Known design limitations
- Mini-ITX form factor limits expansion to a single PCIe x16 slot
- SO-DIMM memory (not full-size DIMM)
- Intel LGA1156-style cooler mount on an AM4 board (unusual, limits cooler selection)
- X570 chipset runs hot and draws significant power for a server board
- X550-AT2 NICs run hot in the compact layout
- No CMOS clear jumper (solder pads only)
- BMC REST API non-functional on firmware 1.80
- IPMI VCPU sensor permanently broken (always reads 0.190V)
- IPMI DDR4 temperature sensors permanently broken (always "na")
- 500W+ PSU recommended despite mini-ITX form factor
Production deployment checklist
- Flash latest stable BIOS (L2.29 recommended; avoid L2.50)
- After BIOS flash: reconfigure ALL settings (they reset to defaults). Critical settings:
- Set "Restore AC Power Loss" → "Power On"
- Set OCU1 Mode Selection → "SATA" (if using SATA drives on OCuLink)

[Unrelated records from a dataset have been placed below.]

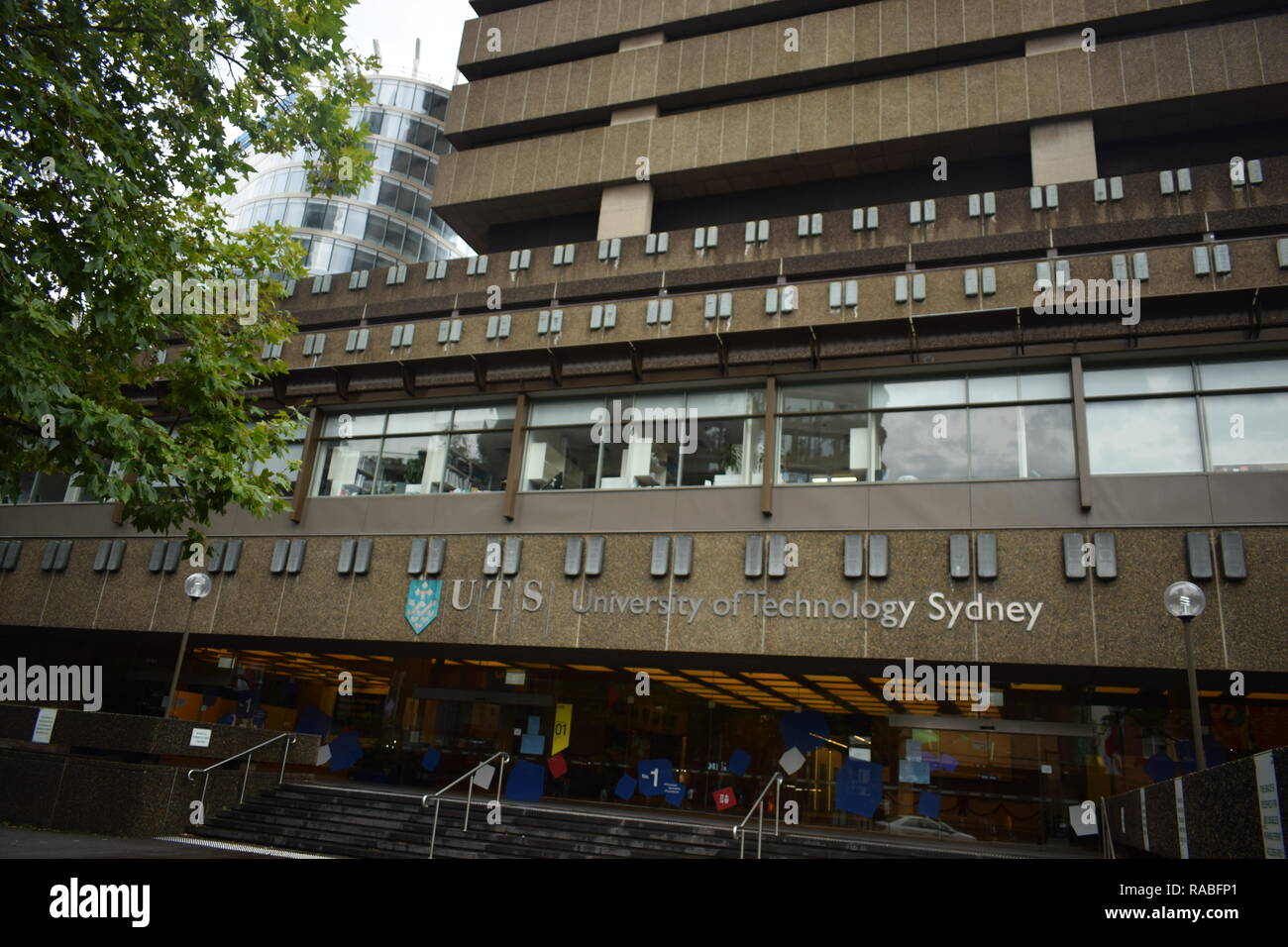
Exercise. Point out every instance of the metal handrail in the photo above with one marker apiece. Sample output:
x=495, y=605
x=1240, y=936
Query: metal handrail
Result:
x=469, y=795
x=281, y=776
x=1107, y=838
x=759, y=806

- Set OCU2 Mode Selection → "SATA" (if using SATA drives on OCuLink)
- Disable Aggressive SATA Device Sleep Port 0 and Port 1 (AMD CBS → FCH → SATA Config)
- Configure BMC network (static IP on management subnet)
- Verify cooler compatibility (LGA1156-style mount, not AM4)
- Set kernel parameters:
amd_iommu=on pcie_aspm=off - Configure watchdog for headless operation
- Monitor BMC health periodically — reflash firmware if IPMI becomes unresponsive (ROM bit rot)
- Ensure adequate case airflow across X570 chipset and X550 NIC area
- Never diagnose CPU failure from IPMI VCPU sensor — always verify via BMC KVM console
Pulsed Media deployment
Pulsed Media uses the X570D4I-2T as a compact storage server:
| Host | CPU | RAM | BIOS | BMC FW | Storage | Role |
|---|---|---|---|---|---|---|
| 28apis | AMD Ryzen | 32 GB (4× 8 GB DDR4-2400) | L2.14 | 1.80 | 6× HDD (SATA via OCuLink) + NVMe boot (ADATA SX8200PNP 256 GB) | Storage node |
Custom Playwright-based BMC automation tools were developed for remote KVM access, keyboard input, and BIOS reflash on this board. The BMC web UI BIOS flash procedure (the only remote flash method when REST API is non-functional) was automated through 4 iterations of Playwright scripting. These tools are tested with ASRock Rack and Gigabyte AMI MegaRAC BMCs and are open-sourced as mcxBMCView (Apache-2.0).
Manufacturer
ASRock Rack is the server and workstation division of ASRock Inc., headquartered in Taiwan. ASRock Rack produces server motherboards across Intel Xeon, AMD EPYC, and AMD Ryzen platforms. The X570D4I-2T occupies a niche as a mini-ITX server board using a consumer AMD chipset with server-class features (ECC, IPMI, 10GbE).
The AM5 successor in ASRock Rack's product lineup is the AM5D4ID-2T/BCM, a deep mini-ITX (6.7" × 8.2") board supporting AMD Ryzen 7000/8000/9000 and EPYC 4004/4005 processors with Broadcom networking.